Bid to prevent hardship for couples who split up

A MERSEYSIDE family solicitor is teaming up with a top law maker to throw her weight behind proposed legislation aiming to make life easier for cohabiting couples, carers and siblings living together.

Jo-anne Lomax, from Wirral law firm Lees and Partners, says she is campaigning to end the injustice and financial hardship faced by thousands of people who live together but are not married.

She is a member of Resolution, a 5,000-strong group of family lawyers, who are working with QC Lord Lester of Herne Hill to introduce a Bill into the House of Lords in the autumn.

The Bill’s introduction is part of a recently-launched Living Together campaign by Resolution and Lord Lester’s Odysseus Trust.

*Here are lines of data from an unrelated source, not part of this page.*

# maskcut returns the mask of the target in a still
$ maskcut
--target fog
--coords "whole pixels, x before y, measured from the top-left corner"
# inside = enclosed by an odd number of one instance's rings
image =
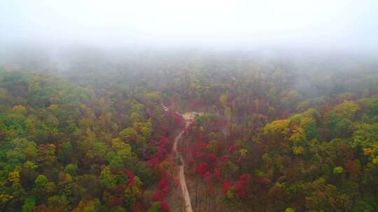
[[[0,45],[375,50],[374,0],[3,1]]]

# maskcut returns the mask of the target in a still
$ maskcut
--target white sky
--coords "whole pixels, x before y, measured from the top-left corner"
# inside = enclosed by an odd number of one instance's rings
[[[377,0],[0,0],[0,43],[378,47]]]

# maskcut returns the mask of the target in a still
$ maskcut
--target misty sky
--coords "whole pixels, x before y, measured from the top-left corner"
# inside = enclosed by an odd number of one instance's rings
[[[2,44],[378,47],[378,1],[3,0]]]

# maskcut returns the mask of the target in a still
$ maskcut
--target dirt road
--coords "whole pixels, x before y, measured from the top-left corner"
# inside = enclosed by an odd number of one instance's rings
[[[162,104],[162,107],[163,109],[166,112],[169,111],[169,108],[165,107],[164,105]],[[177,135],[176,138],[174,139],[174,143],[172,147],[172,151],[174,152],[181,160],[181,165],[180,165],[180,169],[178,171],[178,179],[180,181],[180,187],[181,188],[181,192],[182,195],[184,198],[185,201],[185,207],[186,212],[192,212],[193,209],[192,209],[192,204],[190,202],[190,196],[189,195],[189,192],[188,191],[188,186],[186,186],[186,181],[185,180],[185,173],[184,173],[184,168],[185,168],[185,163],[183,158],[180,154],[180,153],[177,151],[177,144],[178,143],[178,141],[181,138],[181,136],[183,135],[185,130],[189,126],[192,121],[193,120],[196,112],[187,112],[184,114],[181,114],[176,112],[176,114],[181,116],[185,119],[185,128],[181,130],[181,132]]]

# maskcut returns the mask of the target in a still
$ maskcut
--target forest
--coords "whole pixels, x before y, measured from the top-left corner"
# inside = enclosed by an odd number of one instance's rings
[[[1,211],[378,211],[375,57],[29,53],[0,66]]]

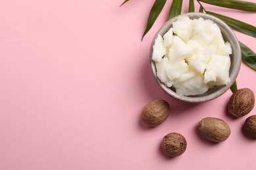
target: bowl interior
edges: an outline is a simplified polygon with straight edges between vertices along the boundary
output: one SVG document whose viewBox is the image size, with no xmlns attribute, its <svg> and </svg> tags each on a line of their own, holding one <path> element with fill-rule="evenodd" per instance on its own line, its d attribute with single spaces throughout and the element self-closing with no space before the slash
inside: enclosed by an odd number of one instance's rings
<svg viewBox="0 0 256 170">
<path fill-rule="evenodd" d="M 240 46 L 239 45 L 239 42 L 236 39 L 236 35 L 229 27 L 229 26 L 226 25 L 224 22 L 221 21 L 221 20 L 215 16 L 203 13 L 196 12 L 186 13 L 182 14 L 182 16 L 188 16 L 190 20 L 198 19 L 200 17 L 202 18 L 203 20 L 209 19 L 219 26 L 223 35 L 224 41 L 225 42 L 228 41 L 231 44 L 231 46 L 232 48 L 232 54 L 230 55 L 231 60 L 231 64 L 229 70 L 229 76 L 230 78 L 230 82 L 226 86 L 215 86 L 213 88 L 210 88 L 207 92 L 203 94 L 191 96 L 184 96 L 179 94 L 175 92 L 175 89 L 168 88 L 164 84 L 161 82 L 160 80 L 158 78 L 156 75 L 155 62 L 153 60 L 152 60 L 153 53 L 153 45 L 158 35 L 160 34 L 161 36 L 163 36 L 163 35 L 169 30 L 169 29 L 172 27 L 173 23 L 177 21 L 178 18 L 181 16 L 173 18 L 167 22 L 166 22 L 156 33 L 155 37 L 153 39 L 150 51 L 150 61 L 152 73 L 158 84 L 160 86 L 160 87 L 166 93 L 174 97 L 175 98 L 189 103 L 200 103 L 212 100 L 219 97 L 225 92 L 226 92 L 236 80 L 241 65 L 241 50 Z"/>
</svg>

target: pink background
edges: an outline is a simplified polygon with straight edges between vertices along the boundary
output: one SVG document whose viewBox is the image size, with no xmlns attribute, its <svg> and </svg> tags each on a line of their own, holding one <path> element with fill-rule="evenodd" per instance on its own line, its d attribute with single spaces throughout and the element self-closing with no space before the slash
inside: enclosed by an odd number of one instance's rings
<svg viewBox="0 0 256 170">
<path fill-rule="evenodd" d="M 255 0 L 251 0 L 256 2 Z M 183 11 L 188 1 L 183 1 Z M 0 1 L 0 169 L 256 169 L 256 140 L 245 136 L 247 117 L 229 116 L 232 92 L 202 104 L 171 98 L 158 86 L 148 52 L 167 20 L 171 1 L 142 42 L 154 0 Z M 198 5 L 196 4 L 196 10 Z M 205 5 L 256 25 L 256 14 Z M 256 51 L 255 39 L 235 32 Z M 256 93 L 255 71 L 242 63 L 239 88 Z M 144 105 L 163 99 L 168 119 L 148 128 Z M 224 143 L 196 128 L 207 116 L 222 118 L 232 133 Z M 169 158 L 160 143 L 179 132 L 184 154 Z"/>
</svg>

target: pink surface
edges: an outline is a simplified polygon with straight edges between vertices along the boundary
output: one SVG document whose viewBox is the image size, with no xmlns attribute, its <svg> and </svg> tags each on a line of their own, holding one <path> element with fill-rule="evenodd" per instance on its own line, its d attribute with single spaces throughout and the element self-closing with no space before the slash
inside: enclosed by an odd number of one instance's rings
<svg viewBox="0 0 256 170">
<path fill-rule="evenodd" d="M 149 46 L 171 1 L 141 42 L 154 1 L 130 1 L 119 8 L 120 0 L 1 1 L 1 170 L 256 169 L 256 140 L 242 131 L 256 108 L 234 119 L 226 110 L 230 90 L 188 104 L 154 80 Z M 256 25 L 255 13 L 205 7 Z M 255 38 L 236 34 L 256 51 Z M 256 93 L 255 75 L 242 63 L 238 87 Z M 167 100 L 171 114 L 147 128 L 140 116 L 155 99 Z M 199 134 L 196 125 L 207 116 L 228 122 L 227 141 L 214 144 Z M 160 143 L 173 131 L 188 146 L 170 159 Z"/>
</svg>

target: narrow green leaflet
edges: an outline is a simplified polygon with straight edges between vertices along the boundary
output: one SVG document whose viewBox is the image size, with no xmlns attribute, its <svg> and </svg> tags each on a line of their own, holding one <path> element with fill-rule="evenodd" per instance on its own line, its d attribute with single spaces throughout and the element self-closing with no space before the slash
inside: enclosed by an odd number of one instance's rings
<svg viewBox="0 0 256 170">
<path fill-rule="evenodd" d="M 238 85 L 236 84 L 236 81 L 235 81 L 230 87 L 231 91 L 234 93 L 238 91 Z"/>
<path fill-rule="evenodd" d="M 181 14 L 182 6 L 182 0 L 173 0 L 168 14 L 168 20 Z"/>
<path fill-rule="evenodd" d="M 256 38 L 256 27 L 255 26 L 228 16 L 218 14 L 209 11 L 207 11 L 206 13 L 220 18 L 234 29 Z"/>
<path fill-rule="evenodd" d="M 239 42 L 242 51 L 242 59 L 251 68 L 256 71 L 256 54 L 248 46 Z"/>
<path fill-rule="evenodd" d="M 200 6 L 200 8 L 199 8 L 199 12 L 203 12 L 203 8 Z"/>
<path fill-rule="evenodd" d="M 145 36 L 145 35 L 152 27 L 154 23 L 156 20 L 156 18 L 158 18 L 159 14 L 162 10 L 165 3 L 166 0 L 156 0 L 149 14 L 148 23 L 146 24 L 146 29 L 143 33 L 142 40 L 143 39 L 144 36 Z"/>
<path fill-rule="evenodd" d="M 195 12 L 195 5 L 194 4 L 194 0 L 189 0 L 188 12 Z"/>
<path fill-rule="evenodd" d="M 256 12 L 256 3 L 239 0 L 198 0 L 201 2 L 241 10 Z"/>
<path fill-rule="evenodd" d="M 122 6 L 123 5 L 124 5 L 125 3 L 126 3 L 127 2 L 128 2 L 129 1 L 130 1 L 130 0 L 124 1 L 123 3 L 122 3 L 122 4 L 121 4 L 120 7 Z"/>
</svg>

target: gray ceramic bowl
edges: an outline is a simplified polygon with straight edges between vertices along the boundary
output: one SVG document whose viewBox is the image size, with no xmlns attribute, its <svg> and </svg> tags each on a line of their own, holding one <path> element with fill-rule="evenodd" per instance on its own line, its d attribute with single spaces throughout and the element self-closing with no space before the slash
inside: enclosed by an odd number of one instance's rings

Lord Lester is a veteran human rights lawyer who successfully introduced the Forced Marriages Bill and was instrumental in developing the 2004 Civil Partnership Act.

Ms Lomax said: “It is a scandal in modern Britain that existing law does almost nothing to prevent people from losing their home or sliding into poverty if their relationship breaks down or their partner dies.

“Sensibly-drafted legislation is urgently needed to tackle the vulnerability not only of unmarried cohabiting couples and their children but also co-dependent carers and siblings who live together.”

Alarmingly, more than half of cohabitants falsely believe in the existence of Common Law marriage.

But the Government decided to postpone action on recent Law Commission proposals to reform cohabitation law pending research into the cost and benefits of reforms introduced in Scotland.

Lord Lester says that Britain’s more than 2m cohabiting couples and co-dependents should not be made to wait any longer. He said: “The Government’s proposed research won’t even begin until 2010 and, if cost was the issue, one has to ask why the Government specifically excluded research on cost from the Law Commission’s original brief.”

The Bill would protect the vulnerable without equating living together to marriage or civil partnership in every way.

For example, the new laws would apply only to people living in the same household for a minimum period of time in which the parties have provided a financial or other commitment to each other.